Union leaders have brought hundreds of members to the Capitol this week to lobby lawmakers.
"We should tax the millionaires, not teachers and bus drivers," said Lily Eskelsen, vice president of the National Education Association.
Sen. Bernie Sanders, I-Vt., who spoke at Thursday's news conference, has authored an amendment with Sen. Sherrod Brown, D-Ohio, to strip out the insurance plan tax, but doesn't yet have agreement from Senate leaders to offer it. A number of Senate Democrats and White House officials support the insurance plan tax because they believe it would help hold down health care costs by providing an incentive for companies and workers to spend less on health care packages.
On the Senate floor Thursday, Sens. Byron Dorgan, D-N.D., and John McCain, R-Ariz., pushed an amendment to allow U.S. pharmacies and drug wholesalers to import Food and Drug Administration-approved drugs from Canada, Europe and a few other countries. It was unclear when a vote would take place, and people on both sides of the issue said it will be tough for supporters to get the 60 votes they'll need to win.
As a candidate, Obama supported allowing U.S. consumers to order lower-cost prescriptions from abroad. As president, he needs the backing of the drug industry to push his health care bill through Congress. While administration officials contend the president still agrees in principle, the FDA is saying it would be difficult to fully guarantee the safety of imports, lending weight to the industry's main argument.
The most crucial work on the overall bill was being done behind closed doors, where Senate Majority Leader Harry Reid, D-Nev., and his lieutenants were hunting support for a tentative deal among moderate and liberal Democrats to expand the government's role in providing care.
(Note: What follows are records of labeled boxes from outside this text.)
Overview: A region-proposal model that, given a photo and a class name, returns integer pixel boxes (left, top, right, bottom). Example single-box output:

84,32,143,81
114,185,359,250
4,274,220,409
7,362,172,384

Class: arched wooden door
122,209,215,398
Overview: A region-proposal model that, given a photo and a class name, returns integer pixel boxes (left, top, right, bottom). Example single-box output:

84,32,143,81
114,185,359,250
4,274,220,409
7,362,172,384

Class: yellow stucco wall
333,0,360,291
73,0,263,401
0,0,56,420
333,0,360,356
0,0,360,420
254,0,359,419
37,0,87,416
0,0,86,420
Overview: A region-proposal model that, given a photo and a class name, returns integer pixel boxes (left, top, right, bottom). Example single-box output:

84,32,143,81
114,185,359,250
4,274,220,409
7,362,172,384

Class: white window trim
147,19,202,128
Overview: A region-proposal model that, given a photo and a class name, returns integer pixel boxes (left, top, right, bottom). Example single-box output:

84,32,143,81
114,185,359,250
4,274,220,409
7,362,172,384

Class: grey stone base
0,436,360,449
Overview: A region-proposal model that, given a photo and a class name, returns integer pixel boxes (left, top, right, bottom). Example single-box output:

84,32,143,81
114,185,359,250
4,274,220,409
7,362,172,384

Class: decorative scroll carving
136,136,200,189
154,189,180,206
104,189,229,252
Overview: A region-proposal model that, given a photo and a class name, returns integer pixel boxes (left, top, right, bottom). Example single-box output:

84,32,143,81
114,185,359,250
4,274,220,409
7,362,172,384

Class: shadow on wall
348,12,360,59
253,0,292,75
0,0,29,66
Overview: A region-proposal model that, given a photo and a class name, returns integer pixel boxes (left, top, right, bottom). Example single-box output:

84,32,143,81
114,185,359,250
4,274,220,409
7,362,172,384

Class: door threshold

In a bow to a crucial bloc of liberals, the compromise drops a full-blown government health plan that's a top priority for liberals. Instead, the same federal agency that negotiates health insurance for federal workers and members of Congress — the Office of Personnel Management — would administer national, nonprofit plans available to the public.
In addition, Medicare, currently for those age 65 and up, would be offered to people who are at least 55 and wished to purchase coverage. That provision could guarantee that Democrats won't get the support of moderate Sen. Olympia Snowe, R-Maine, the only Senate Republican to support the Democratic health care bill in committee. Snowe said Thursday that expanding Medicare is "the wrong direction to take," citing concerns that the program's payment rates, which are low compared to private insurers, would hurt providers such as hospitals and doctors.
Snowe's vote has been heavily courted by Democrats — who need the support of every member of their 60-vote caucus to pass the health bill — and she met with Obama Wednesday at the White House. Reid was asked at a news conference Thursday if he was confident he would have the votes to prevail without her, and said: "We'll find out when we have the vote but I'm feeling pretty confident today."
Moderate Sens. Ben Nelson, D-Neb., and Bob Casey, D-Pa., said they were exploring possibilities for compromise language on abortion after the failure of an amendment Nelson offered to put strict restrictions on federal funding of abortion.